Wednesday 27 March 2013

Quatermass and the Daemons


Bit of a Nigel Kneale fix over the weekend.  Finished reading The Twilight Language of Nigel Kneale with contributions from amongst others Sukhdev Sandhu, Roger Luckhurst, Mark Fisher and China Mieville- recommended.  Dr David Pike who wrote an interesting book with a very similar title to mine observes:

Since the nineteenth century, representations of underground space have tended to split into two forms; an organic, mythic and mostly negative underworld associated with hell and the devil and an inorganic, technologically-based and mostly positive underground purged of associations with the other form.  Kneale's are not the only representations to explore the interactions of the two undergrounds, but they are some of the most conscious and thoroughgoing of them, especially during the post-war years when what I call the 'bunker fantasy' - belief in the capacity of a buried concrete pillbox to preserve and improve modern society - was the dominant spatial ideology.'

On this topic see also Paul Virilio's Bunker Archaeology.

Also watched the Dr Who series The Daemons which I hadn't seen for over 40 years and hasn't been available on DVD until fairly recently.  First broadcast in 1971 it had a great impact on my young mind, especially the scary demon that's evoked in the church crypt (not the silly Bez-like gargoyle).  It didn't disappoint, but I could now see the very obvious debt it owed to my favourite film Quatermass and the Pit.  Such as?...oh, how about: an alien spaceship that's lain buried for thousands of years until it's uncovered by a team of archaeologists and starts to cause havoc locally; the aliens have visited Earth every now and then to influence world events (Renaissance, Industrial Revolution etc); their appearance inspired images of the Devil throughout history; they can be repelled by iron etc.

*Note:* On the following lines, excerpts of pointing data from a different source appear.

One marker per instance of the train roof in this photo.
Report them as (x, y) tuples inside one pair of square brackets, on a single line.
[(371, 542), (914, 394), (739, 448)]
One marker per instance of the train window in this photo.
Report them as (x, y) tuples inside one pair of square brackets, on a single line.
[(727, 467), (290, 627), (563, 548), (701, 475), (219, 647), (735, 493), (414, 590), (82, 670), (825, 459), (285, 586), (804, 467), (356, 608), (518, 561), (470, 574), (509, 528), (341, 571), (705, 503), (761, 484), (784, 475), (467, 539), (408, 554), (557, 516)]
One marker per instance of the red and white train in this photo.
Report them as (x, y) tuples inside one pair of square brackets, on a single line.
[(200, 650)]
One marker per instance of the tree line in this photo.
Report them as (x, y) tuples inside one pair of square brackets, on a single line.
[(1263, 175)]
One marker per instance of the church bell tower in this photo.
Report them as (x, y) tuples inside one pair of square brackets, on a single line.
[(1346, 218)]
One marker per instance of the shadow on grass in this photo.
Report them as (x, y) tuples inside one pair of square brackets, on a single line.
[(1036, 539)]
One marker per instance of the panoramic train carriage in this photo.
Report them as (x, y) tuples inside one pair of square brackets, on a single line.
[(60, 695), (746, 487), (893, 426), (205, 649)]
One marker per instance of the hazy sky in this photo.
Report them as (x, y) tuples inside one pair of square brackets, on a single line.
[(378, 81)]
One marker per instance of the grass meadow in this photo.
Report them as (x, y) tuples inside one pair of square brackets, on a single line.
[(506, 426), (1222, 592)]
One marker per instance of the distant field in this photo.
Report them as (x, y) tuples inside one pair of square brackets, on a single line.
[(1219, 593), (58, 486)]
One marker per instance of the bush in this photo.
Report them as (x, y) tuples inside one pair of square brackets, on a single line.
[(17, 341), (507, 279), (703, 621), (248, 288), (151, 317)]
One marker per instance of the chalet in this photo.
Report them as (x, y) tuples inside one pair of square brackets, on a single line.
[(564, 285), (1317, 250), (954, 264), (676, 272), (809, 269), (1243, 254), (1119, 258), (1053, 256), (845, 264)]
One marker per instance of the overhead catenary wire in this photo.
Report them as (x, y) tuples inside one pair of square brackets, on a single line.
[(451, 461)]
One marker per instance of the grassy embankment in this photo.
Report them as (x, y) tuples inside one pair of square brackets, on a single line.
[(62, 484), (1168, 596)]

Roger Delgado's Master plays a Crowleyesque role as a bogus priest : 'Do my will shall be the whole of the Law' he utters on a couple of occasions and attempts to placate the demon by preparing hippy chick assistant Jo Grant for the sacrificial altar in the rather unsatisfying conclusion.  Filmed in the Wiltshire village of Aldbourne (called 'Devil's End, another QATP reference) the pub is renamed the Cloven Hoof and all kinds of diabolical destinations are indicated on local road signs.  All this and some malevolent Morris Dancers.  Well worth watching.